Niat itu tempatnya di dalam hati, dan melafazdkannya adalah bid’ah yang
sesat, walaupun manusia menganggapnya sebagai satu perbuatan baik.
Kewajiban niat semenjak malam harinya ini hanya khusus untuk puasa
wajib saja, karena Rasulullah Shallallahu ‘alaihi wa sallam pernah
datang ke Aisyah pada selain bulan Ramadhan, kemudian beliau bersabda
(yang artinya) : “Apakah engkau punya santapan siang ? Maka jika tidak
ada aku akan berpuasa” [Hadits Riwayat Muslim 1154].

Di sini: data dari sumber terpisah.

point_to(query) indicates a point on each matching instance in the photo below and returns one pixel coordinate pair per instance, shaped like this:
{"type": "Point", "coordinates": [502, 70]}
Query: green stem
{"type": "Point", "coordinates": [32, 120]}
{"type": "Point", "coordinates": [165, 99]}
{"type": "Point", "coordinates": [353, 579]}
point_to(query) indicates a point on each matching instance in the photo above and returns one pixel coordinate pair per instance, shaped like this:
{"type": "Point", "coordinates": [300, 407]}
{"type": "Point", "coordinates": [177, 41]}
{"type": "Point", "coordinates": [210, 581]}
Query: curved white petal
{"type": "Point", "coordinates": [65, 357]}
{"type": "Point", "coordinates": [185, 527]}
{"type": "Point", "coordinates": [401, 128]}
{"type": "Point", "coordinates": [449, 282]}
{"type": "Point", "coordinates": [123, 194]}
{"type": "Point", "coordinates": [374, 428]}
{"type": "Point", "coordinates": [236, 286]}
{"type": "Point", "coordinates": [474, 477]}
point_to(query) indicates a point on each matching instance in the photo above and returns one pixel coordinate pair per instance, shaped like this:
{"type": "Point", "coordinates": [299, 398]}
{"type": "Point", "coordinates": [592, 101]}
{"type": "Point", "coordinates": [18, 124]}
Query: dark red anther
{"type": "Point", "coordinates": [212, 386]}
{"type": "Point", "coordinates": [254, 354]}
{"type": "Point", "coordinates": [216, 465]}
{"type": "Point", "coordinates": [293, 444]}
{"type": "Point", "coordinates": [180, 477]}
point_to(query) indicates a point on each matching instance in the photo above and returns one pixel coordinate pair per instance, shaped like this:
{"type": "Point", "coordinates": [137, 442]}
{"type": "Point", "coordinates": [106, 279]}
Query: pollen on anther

Hal ini juga dilakukan oleh para sahabat, (seperti) Abu Darda’, Abu Thalhah, Abu Hurairah, Ibnu ‘Abbas, Hudzaifah ibnul Yaman Radhiyallahu ‘anhum dibawah benderanya Sayyidnya bani Adam [Lihatlah dan takhrijnya dalam Taghliqul Ta'liq 3/144-147]
Ini berlaku (hanya) pada puasa sunnah saja, dan hal ini menunjukkan wajibnya niat di malam harinya sebelum terbit fajar pada puasa wajib. Wallahu Ta’ala a’lam
2. Kemampuan Adalah Dasar Pembebanan Syari’at
Barangsiapa yang mendapati bulan Ramadhan tetapi dia tidak tahu
sehingga diapun makan dan minum, kemudian baru tahu, maka dia harus
menahan diri (makan, minum dan hal-hal yang membatalkan puasa lainnya,
-ed) serta menyempurnakan puasanya tersebut (tidak perlu di qadha’).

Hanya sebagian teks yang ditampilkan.